A topic in the Open Knowledge Graph — a free, open map of 15,290 topics and the order to learn them in.

Bayesian Optimization

Graduate Depth 102 in the knowledge graph ☐ I know this ☆ Set as goal

779prerequisites beneath it

Hyperparameter Optimization Bayes' Theorem and Statistical Inference +1 more→

Core Idea

Bayesian optimization efficiently searches hyperparameter spaces by modeling the objective as a Gaussian process and using acquisition functions to guide exploration. It balances exploration (trying unknown regions) and exploitation (refining good regions). This dramatically reduces function evaluations compared to grid or random search.

Explainer

From your work with hyperparameter optimization, you know the basic problem: training a model with a given set of hyperparameters is expensive (minutes to hours per evaluation), and the search space can be large (learning rate, regularization strength, architecture choices, etc.). Grid search is exhaustive but wasteful; random search is better but still blind to the results of previous trials. Bayesian optimization is the principled alternative — it uses every past evaluation to decide where to look next.

The method has two components.

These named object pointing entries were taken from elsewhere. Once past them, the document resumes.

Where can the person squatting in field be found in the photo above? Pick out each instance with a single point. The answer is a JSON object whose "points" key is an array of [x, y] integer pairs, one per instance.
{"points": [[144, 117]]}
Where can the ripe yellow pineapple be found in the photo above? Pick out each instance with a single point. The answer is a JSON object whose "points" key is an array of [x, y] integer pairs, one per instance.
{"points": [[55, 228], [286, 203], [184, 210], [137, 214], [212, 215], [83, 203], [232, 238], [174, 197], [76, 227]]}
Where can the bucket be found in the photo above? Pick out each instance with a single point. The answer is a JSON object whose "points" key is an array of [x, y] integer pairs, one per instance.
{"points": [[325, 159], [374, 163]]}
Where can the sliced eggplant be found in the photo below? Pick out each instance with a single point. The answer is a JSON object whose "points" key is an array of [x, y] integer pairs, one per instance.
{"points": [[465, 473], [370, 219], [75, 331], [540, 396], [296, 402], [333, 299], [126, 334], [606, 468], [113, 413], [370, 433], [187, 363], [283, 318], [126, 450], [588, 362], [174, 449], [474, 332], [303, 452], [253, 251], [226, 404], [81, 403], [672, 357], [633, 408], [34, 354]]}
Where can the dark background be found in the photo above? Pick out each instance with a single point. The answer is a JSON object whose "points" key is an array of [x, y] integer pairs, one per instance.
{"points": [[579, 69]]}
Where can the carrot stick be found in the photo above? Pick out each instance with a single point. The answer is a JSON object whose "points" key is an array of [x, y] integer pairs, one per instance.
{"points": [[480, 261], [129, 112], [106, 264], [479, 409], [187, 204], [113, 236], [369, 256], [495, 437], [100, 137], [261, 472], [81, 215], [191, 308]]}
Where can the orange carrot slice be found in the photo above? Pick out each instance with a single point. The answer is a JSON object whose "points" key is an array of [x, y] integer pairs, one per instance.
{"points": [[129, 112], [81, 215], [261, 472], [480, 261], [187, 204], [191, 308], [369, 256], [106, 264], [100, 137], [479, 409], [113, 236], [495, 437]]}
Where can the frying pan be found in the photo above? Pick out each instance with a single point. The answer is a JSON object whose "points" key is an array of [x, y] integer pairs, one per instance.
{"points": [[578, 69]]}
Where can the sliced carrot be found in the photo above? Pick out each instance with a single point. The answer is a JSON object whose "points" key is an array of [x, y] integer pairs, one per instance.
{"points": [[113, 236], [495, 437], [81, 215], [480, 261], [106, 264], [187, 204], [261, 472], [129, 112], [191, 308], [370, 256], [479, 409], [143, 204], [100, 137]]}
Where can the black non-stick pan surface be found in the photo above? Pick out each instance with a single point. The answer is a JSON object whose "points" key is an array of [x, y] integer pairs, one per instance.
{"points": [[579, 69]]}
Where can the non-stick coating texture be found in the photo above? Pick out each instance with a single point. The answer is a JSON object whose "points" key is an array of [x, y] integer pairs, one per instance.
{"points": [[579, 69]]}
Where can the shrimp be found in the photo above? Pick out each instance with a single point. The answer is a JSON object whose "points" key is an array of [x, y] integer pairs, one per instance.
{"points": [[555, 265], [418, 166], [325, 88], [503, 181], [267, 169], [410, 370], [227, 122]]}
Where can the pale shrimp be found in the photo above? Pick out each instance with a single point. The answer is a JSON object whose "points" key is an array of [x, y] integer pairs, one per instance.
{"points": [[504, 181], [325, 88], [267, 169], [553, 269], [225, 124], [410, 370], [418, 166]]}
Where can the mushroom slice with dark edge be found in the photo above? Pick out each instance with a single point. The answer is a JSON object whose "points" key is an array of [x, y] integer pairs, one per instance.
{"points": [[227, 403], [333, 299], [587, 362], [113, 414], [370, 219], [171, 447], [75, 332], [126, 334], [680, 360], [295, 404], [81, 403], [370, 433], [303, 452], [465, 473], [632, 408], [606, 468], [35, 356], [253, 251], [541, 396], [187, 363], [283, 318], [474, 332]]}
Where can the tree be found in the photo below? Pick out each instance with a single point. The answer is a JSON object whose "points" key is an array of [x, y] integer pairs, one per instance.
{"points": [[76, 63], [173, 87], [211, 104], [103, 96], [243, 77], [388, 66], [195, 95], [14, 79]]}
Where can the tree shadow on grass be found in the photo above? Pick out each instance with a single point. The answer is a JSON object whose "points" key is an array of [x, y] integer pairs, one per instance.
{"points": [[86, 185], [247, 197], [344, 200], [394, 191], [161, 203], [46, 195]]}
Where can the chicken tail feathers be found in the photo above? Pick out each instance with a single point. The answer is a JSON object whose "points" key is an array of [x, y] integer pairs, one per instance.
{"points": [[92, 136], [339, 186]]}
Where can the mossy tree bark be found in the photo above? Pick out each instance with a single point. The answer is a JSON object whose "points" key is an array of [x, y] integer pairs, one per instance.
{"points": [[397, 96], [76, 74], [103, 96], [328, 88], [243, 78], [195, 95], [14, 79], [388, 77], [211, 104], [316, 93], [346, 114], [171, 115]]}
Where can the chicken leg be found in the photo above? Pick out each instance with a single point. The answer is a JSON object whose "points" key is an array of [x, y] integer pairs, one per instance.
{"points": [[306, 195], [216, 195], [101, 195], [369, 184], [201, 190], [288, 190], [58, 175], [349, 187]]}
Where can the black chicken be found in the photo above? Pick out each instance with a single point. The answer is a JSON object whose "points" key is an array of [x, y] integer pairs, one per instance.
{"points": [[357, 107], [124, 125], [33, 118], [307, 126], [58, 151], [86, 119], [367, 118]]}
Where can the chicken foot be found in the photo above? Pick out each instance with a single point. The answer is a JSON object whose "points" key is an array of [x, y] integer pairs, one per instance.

First, a surrogate model — typically a Gaussian process (GP) — that approximates the unknown objective function (e.g., validation accuracy as a function of hyperparameters). After evaluating the objective at a few initial points, the GP fits a probabilistic model that provides not just a predicted value at any untried point, but also an uncertainty estimate. Where you have evaluated, the GP is confident and its predictions hug the observed values. Where you haven't evaluated, the GP is uncertain and its confidence bands widen. This uncertainty map is the key ingredient that grid and random search lack entirely.

Second, an acquisition function translates the GP's predictions and uncertainties into a score for each candidate point, answering "where should I evaluate next?" The most common acquisition function is Expected Improvement (EI): given the best result observed so far, EI computes the expected amount by which a new point would improve upon it, integrating over the GP's uncertainty. Points where the GP predicts high performance score well (exploitation), but so do points where the GP is very uncertain, because they might harbor unexpectedly good results (exploration). This exploration-exploitation tradeoff is handled automatically — EI naturally favors uncertain regions when exploitation opportunities are exhausted and focuses on promising regions when they emerge.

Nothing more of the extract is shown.